A correlação de forças sociais dirá se o novo modelo vingará ou não. Acho válida a tentativa, única solução, que agora se apresenta, de criar condições concretas para lograr uma desejada justiça social no país irmão.
Se pensarmos dentro da lógica revolucionária, vamos perceber que a Venezuela já ultrapassou o estágio mais difícil, ou seja, os revolucionários já chegaram ao poder sem necessidade da difícil luta armada. A oportunidade é absolutamente rara e não deve ser desperdiçada.
Na verdade, a mencionada chegada ao poder se deu sem necessidade de uma guerra civil ou de uma guerra de guerrilhas. O "grupo" socialista que hoje governa a Venezuela lá se encontra por escolha popular, através do voto. Salvo engano, foram cinco eleições, consagrando o ex-presidente Chaves e o atual presidente Maduro, consagrando os seus projetos de mudanças das estruturais sociais.
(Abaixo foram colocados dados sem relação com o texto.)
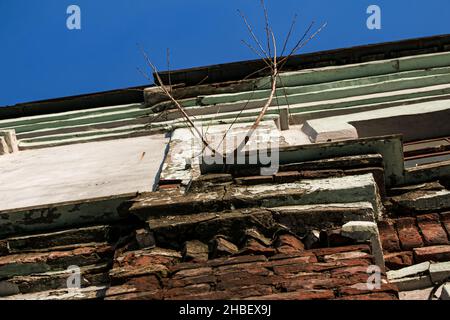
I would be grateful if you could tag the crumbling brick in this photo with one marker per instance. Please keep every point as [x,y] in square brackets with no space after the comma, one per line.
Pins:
[408,233]
[388,236]
[431,228]
[434,253]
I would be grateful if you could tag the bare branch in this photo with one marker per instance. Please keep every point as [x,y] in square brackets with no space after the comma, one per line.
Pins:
[177,104]
[168,68]
[266,18]
[294,20]
[255,38]
[257,53]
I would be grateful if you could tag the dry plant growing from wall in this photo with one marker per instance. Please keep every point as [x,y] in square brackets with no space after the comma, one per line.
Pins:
[274,63]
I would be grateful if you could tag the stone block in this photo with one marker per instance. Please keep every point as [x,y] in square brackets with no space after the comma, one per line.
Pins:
[408,233]
[431,229]
[439,271]
[195,251]
[388,236]
[445,295]
[434,253]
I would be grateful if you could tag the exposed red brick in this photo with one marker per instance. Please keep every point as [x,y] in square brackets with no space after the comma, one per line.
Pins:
[287,243]
[236,260]
[307,258]
[319,267]
[298,295]
[239,279]
[346,255]
[362,288]
[318,174]
[254,247]
[334,238]
[373,296]
[149,295]
[408,234]
[388,236]
[349,271]
[315,283]
[327,251]
[252,268]
[445,218]
[295,254]
[192,289]
[169,186]
[434,253]
[174,283]
[254,180]
[287,176]
[235,293]
[201,271]
[146,283]
[398,260]
[432,231]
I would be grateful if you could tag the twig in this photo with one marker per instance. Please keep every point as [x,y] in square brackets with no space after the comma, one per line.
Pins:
[250,30]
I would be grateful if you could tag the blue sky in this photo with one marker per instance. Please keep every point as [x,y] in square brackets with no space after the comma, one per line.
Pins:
[41,59]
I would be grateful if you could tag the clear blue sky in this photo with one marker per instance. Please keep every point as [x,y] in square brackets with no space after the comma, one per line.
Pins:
[41,59]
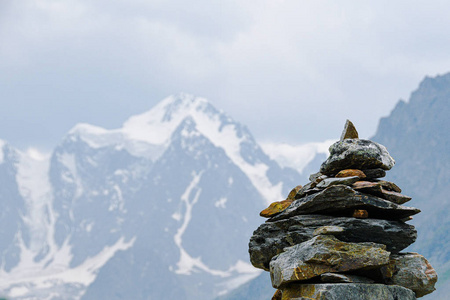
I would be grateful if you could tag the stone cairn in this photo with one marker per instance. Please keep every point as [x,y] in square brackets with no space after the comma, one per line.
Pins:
[340,235]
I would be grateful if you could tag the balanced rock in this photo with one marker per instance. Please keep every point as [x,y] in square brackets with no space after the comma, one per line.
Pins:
[349,131]
[346,291]
[323,254]
[294,192]
[384,189]
[344,278]
[411,270]
[356,154]
[374,173]
[328,230]
[360,214]
[275,208]
[342,200]
[272,237]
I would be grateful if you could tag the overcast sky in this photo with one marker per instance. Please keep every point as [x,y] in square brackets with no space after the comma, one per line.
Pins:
[292,71]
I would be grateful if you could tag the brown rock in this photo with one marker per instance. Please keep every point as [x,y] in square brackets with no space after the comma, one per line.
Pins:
[324,254]
[344,278]
[360,214]
[277,296]
[412,271]
[377,189]
[326,230]
[350,173]
[294,192]
[349,131]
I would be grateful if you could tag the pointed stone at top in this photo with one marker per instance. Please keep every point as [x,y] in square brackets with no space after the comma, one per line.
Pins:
[349,131]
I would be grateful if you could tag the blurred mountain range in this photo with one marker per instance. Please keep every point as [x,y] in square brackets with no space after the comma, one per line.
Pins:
[163,207]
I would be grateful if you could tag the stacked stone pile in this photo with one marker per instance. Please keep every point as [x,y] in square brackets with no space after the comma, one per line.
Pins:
[340,235]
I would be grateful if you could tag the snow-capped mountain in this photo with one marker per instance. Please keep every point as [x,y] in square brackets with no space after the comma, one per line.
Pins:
[161,208]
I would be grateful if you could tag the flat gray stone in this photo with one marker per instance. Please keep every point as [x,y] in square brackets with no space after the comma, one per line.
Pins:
[324,254]
[356,154]
[344,278]
[346,291]
[342,200]
[335,181]
[272,237]
[349,131]
[328,230]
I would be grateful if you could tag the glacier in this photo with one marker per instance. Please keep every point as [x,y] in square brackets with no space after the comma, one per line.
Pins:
[161,208]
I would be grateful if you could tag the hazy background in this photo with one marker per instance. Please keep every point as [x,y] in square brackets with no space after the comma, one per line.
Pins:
[303,66]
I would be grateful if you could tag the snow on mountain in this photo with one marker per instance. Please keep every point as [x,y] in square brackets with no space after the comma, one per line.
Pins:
[161,208]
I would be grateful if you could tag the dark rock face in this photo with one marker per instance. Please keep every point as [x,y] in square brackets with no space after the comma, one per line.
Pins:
[324,254]
[344,278]
[272,237]
[347,291]
[356,154]
[343,200]
[349,131]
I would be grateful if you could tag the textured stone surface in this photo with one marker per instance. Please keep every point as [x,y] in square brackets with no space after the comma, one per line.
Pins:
[383,189]
[335,181]
[346,291]
[411,270]
[323,254]
[277,295]
[360,214]
[327,230]
[350,173]
[275,208]
[390,186]
[272,237]
[356,154]
[349,131]
[342,200]
[394,196]
[374,173]
[344,278]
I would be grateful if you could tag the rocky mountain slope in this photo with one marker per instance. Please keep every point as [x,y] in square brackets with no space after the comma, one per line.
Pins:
[161,208]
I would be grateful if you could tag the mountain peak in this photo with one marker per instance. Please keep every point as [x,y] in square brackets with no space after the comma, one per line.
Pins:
[157,125]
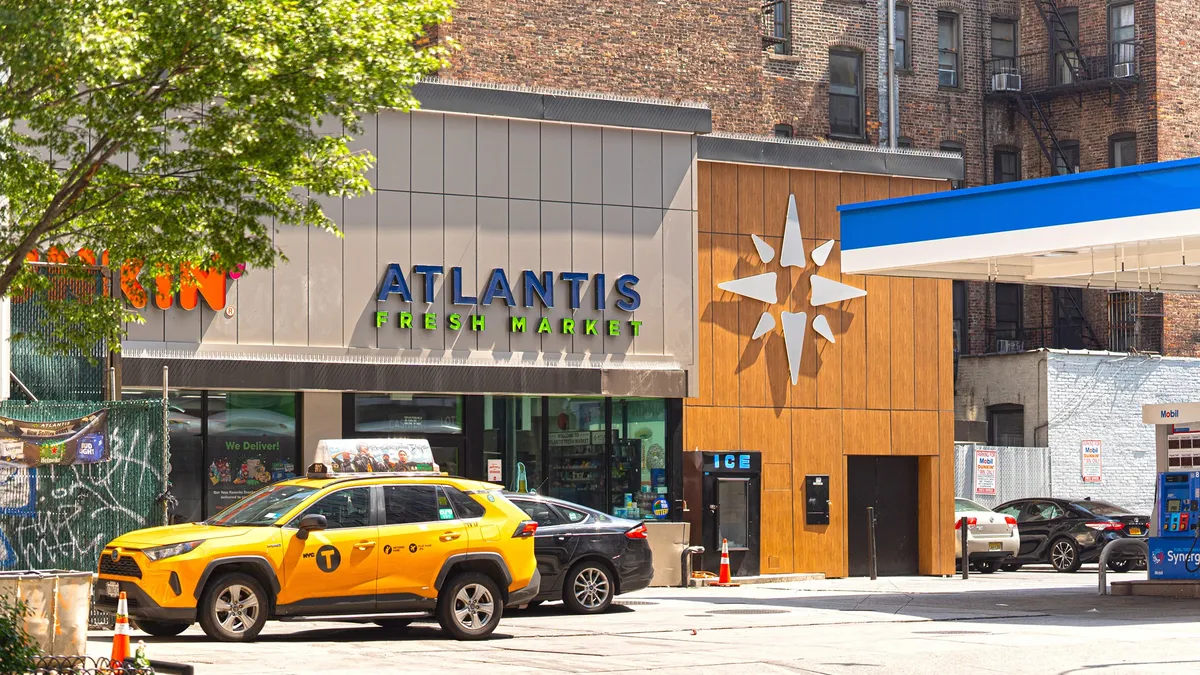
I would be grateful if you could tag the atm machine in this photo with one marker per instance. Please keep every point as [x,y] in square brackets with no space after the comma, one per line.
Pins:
[726,489]
[1175,542]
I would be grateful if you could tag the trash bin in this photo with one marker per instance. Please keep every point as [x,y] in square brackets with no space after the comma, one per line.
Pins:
[57,602]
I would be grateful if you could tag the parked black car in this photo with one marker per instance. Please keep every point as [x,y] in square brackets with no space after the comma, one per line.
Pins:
[1069,532]
[586,557]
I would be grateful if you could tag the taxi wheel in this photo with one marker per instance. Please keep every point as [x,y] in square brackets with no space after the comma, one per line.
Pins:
[160,628]
[233,608]
[469,607]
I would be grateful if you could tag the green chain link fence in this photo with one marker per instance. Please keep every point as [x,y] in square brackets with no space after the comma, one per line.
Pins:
[77,376]
[61,517]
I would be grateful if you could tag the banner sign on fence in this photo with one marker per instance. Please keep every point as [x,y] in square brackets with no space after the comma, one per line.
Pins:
[1091,466]
[42,443]
[985,472]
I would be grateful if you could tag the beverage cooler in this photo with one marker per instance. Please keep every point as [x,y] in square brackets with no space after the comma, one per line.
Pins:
[723,501]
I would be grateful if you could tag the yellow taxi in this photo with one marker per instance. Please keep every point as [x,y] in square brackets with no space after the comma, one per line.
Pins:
[387,547]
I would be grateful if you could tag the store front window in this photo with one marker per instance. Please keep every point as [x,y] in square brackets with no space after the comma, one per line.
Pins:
[639,459]
[251,442]
[576,452]
[225,446]
[513,429]
[436,418]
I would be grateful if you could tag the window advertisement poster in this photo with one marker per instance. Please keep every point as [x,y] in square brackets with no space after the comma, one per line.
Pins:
[43,443]
[251,443]
[985,472]
[1091,465]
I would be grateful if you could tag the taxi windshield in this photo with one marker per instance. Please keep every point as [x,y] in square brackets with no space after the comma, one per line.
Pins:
[264,507]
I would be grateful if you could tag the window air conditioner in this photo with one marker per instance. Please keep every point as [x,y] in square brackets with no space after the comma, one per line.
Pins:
[1006,82]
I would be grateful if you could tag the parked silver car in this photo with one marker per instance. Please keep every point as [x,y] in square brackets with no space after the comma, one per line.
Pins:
[991,537]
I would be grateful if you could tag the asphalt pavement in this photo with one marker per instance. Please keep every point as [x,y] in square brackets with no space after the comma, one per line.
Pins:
[1030,621]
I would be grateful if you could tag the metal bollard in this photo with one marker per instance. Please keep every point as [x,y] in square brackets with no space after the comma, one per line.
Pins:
[685,562]
[871,559]
[1111,548]
[966,550]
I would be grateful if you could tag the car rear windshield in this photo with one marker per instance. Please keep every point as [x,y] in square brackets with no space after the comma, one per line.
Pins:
[967,505]
[264,507]
[1101,508]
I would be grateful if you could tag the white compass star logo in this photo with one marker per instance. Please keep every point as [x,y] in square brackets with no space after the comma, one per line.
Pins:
[762,287]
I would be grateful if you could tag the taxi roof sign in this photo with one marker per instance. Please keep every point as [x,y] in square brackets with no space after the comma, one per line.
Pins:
[375,455]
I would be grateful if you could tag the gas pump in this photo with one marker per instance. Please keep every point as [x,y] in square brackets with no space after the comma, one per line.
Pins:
[1174,550]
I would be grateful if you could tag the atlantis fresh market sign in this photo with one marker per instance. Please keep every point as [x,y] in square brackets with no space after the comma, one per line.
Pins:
[535,291]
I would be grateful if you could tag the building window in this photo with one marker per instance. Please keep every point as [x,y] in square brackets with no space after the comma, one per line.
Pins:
[1121,39]
[1007,166]
[1067,159]
[1122,321]
[1066,54]
[1006,425]
[845,94]
[947,49]
[960,316]
[955,148]
[777,27]
[1122,150]
[1008,317]
[1003,45]
[1068,318]
[901,28]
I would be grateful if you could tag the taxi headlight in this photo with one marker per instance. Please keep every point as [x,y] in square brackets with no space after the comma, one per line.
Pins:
[160,553]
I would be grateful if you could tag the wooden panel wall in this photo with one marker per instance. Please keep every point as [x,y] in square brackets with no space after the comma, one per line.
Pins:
[885,387]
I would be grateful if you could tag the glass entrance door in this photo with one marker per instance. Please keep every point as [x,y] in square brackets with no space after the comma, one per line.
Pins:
[733,512]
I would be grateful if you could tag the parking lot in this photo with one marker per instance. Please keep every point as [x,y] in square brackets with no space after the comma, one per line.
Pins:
[1029,621]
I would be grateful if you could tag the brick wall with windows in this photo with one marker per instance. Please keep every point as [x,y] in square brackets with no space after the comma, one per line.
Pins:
[714,52]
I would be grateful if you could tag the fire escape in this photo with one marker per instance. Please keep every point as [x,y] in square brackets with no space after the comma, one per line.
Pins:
[1032,82]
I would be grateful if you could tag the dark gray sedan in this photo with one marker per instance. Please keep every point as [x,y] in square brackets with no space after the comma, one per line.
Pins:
[586,557]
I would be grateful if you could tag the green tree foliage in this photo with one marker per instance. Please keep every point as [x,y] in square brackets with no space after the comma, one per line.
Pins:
[179,132]
[17,650]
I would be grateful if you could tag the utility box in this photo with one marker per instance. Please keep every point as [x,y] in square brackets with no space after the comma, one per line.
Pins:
[57,605]
[667,542]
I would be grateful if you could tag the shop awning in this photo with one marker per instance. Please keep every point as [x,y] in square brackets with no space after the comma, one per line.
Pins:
[1128,228]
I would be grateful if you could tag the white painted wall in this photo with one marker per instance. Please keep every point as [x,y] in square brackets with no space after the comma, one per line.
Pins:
[1075,396]
[1099,396]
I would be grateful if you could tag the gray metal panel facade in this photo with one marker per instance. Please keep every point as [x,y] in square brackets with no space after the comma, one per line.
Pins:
[480,195]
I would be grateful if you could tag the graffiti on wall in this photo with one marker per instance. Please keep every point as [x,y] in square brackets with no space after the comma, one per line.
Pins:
[61,517]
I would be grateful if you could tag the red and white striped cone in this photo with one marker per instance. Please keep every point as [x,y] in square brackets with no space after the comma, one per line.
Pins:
[724,578]
[121,637]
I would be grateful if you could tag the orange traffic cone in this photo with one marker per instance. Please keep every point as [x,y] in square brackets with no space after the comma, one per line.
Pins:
[724,578]
[121,637]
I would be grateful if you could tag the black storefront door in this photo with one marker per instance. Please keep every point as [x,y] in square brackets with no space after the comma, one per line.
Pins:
[889,484]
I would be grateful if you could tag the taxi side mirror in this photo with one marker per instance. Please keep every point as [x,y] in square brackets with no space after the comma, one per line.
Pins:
[311,523]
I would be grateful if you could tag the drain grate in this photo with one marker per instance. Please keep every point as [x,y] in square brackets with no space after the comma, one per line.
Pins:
[748,611]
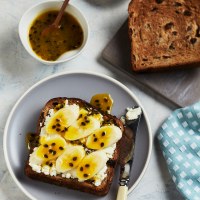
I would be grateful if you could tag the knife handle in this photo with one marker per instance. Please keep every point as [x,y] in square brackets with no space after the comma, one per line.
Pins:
[122,193]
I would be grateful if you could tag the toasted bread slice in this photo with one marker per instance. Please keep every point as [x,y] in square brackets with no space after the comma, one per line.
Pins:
[164,34]
[73,183]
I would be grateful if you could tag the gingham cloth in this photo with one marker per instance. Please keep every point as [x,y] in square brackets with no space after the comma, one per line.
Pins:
[179,138]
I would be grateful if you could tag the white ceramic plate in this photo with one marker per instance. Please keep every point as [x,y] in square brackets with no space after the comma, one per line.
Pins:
[23,118]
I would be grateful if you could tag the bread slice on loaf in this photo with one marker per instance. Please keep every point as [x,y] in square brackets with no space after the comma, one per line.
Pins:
[73,183]
[164,34]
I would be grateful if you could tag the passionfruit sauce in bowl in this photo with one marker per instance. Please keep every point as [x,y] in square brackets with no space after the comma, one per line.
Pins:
[69,36]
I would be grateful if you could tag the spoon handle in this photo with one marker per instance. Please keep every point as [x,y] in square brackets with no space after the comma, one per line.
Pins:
[60,14]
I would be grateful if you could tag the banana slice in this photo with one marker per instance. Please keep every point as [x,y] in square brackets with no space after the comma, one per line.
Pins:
[62,119]
[91,165]
[83,127]
[104,137]
[51,147]
[70,158]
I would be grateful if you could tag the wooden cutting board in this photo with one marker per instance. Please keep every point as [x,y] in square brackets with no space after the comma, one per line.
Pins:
[182,87]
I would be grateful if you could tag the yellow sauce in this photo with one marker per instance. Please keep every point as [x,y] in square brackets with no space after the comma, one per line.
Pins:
[52,45]
[103,102]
Eles nunca esconderam as suas opções pelo socialismo.
Isto permite que, desde este primeiro estágio, o processo revolucionário já possa assumir a natureza socialista e não meramente nacionalista e anti-imperialista, como ocorreu em Cuba.
Assim, a institucionalização do poder revolucionário pode se dar através de um razoável consenso, ficando mais fácil que o sistema político implantado possa "se abrir" mais facilmente para uma verdadeira democracia popular, caso forças externas não a prejudiquem.
A nova ordem jurídica, a ser implementada pela nova Constituição venezuelana, não pode ficar restrita ou manietada pela atual concepção de Estado de Direito. Cabe-lhe instaurar o novo Estado de Direito, que seja realmente democrático, vale dizer, popular. A ruptura é típica do processo revolucionário, no caso, pacífico. Temos de partir de um poder constituinte originário.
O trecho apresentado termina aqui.